Sunday, January 03, 2010

Foma Fomich Opiskin

In Foma Fomich Opiskin we have the grand tyrant, master of the universe, king and audience rolled into one, king in the country of the blind. Dostoevsky's master stroke in The Village of Stepanchikovo sees Foma Fomich tyrannize the household that has given him refuge; from a jester, a court fool to master of his master, Foma Fomich's decree is law. Foma Fomich is a virtual god, Colonel Rostanev must do as he is told. If anything displeases Foma Fomich, he stops eating, punishes the servants and orders everyone around. What have I done to deserve this Foma, asks Rostanev; please Foma, please!
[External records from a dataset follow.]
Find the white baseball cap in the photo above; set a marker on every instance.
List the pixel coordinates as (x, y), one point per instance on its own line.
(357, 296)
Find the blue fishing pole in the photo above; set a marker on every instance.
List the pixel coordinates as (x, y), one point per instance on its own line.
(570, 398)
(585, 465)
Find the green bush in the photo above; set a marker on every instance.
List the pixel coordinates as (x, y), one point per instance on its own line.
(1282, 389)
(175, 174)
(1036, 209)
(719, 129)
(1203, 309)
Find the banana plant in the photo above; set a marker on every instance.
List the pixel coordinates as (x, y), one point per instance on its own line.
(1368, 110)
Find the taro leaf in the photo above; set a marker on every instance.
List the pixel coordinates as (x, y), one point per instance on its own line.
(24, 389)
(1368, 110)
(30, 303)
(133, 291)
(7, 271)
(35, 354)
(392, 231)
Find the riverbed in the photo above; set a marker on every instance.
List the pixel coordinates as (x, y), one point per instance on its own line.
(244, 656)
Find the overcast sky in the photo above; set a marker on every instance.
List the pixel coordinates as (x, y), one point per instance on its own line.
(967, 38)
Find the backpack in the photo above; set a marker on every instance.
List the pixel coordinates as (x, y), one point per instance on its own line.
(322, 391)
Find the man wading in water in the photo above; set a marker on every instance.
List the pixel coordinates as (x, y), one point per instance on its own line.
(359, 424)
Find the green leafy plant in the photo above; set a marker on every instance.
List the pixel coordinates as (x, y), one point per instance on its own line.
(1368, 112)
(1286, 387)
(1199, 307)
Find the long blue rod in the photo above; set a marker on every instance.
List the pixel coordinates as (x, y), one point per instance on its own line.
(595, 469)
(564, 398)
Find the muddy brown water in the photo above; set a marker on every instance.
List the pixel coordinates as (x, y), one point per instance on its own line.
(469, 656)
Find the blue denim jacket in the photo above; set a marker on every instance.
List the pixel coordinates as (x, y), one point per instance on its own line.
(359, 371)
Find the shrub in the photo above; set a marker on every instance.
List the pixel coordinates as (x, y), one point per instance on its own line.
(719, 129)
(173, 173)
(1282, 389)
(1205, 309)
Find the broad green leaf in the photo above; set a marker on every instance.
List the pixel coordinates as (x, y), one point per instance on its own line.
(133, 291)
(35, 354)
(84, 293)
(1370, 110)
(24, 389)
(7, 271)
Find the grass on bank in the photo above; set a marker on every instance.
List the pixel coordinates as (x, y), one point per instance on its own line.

The three days that we spend at Stepanchikovo with our narrator are filled with the most outrageous antics possible. It is bedlam but high bedlam. One is reminded of Gogol and those who are aware of the influence of the latter on Dostoevsky identify this Gogolian universe of comedy, farce, melodrama, parody and an insane display of nonsense from everyone in the Rostanev household.

Foma Fomich, a take clearly on Gogol's Akaky Akakevich, is what Bakhtin, in what I feel is the best book of literary criticism possible, Problem of Dostoevsky's Poetics, calls the carnival king. Everything being carnival, mennipean satire and Gogolesque farce, Foma Fomich starts annoying us before we have met him. We are like the narrator: our sensitivities are hurt but by the time the action closes, everyone including the reader feels a kind of tiresome revulsion at the goings on at Stepanchikovo though it cannot be otherwise. This world should be exactly like it is, tears and tragedy and bizarre comedy.

Stepanchikovo, like Poor Folk is from Dostoevsky's pre-Petrashevsky Circle days and we did not yet have the characters from his four famous works. Clearly these are not the days of the grand Inquisitor, these are the days of the carnival king. In Foma Fomich, Dostoevsky has numerous digs at Gogol, who he admired a lot but who he felt represented a certain kind of Slavic representation and beheld him as being responsible for a narrative in the Russian novel that Dostoevsky clearly despised. Foma Fomich, while not entirely Gogol is very nearly Gogol and yet Dostoevsky raise certain issues of social justice and sexual inequality. It can also be read as a piece of pure drama which the critics maintain it was originally intended to be. Foma Fomich is clearly not impressed with his valet's name: Vidoplyasov must find a new name, Falalei the servant must not behave like a villager and the other servant must learn French!

Rostanev is now considered to be first example of the ridiculous man, in comparison to say Turgenev's concept of the superfluous man. Some early Dostoevsky critics consider Rostanev to be a beautiful individual, a hero. However, Foma Fomich, who is the object of this post is a representation of a person who lacks awareness and is not able to understand the disparity between what he actually is and what he believes he is.In this world turned upside down, we retreat like the narrator and watch the action unfold at a safe distance. However, this mad world would not be worth visiting if the court was not held by Foma Fomich.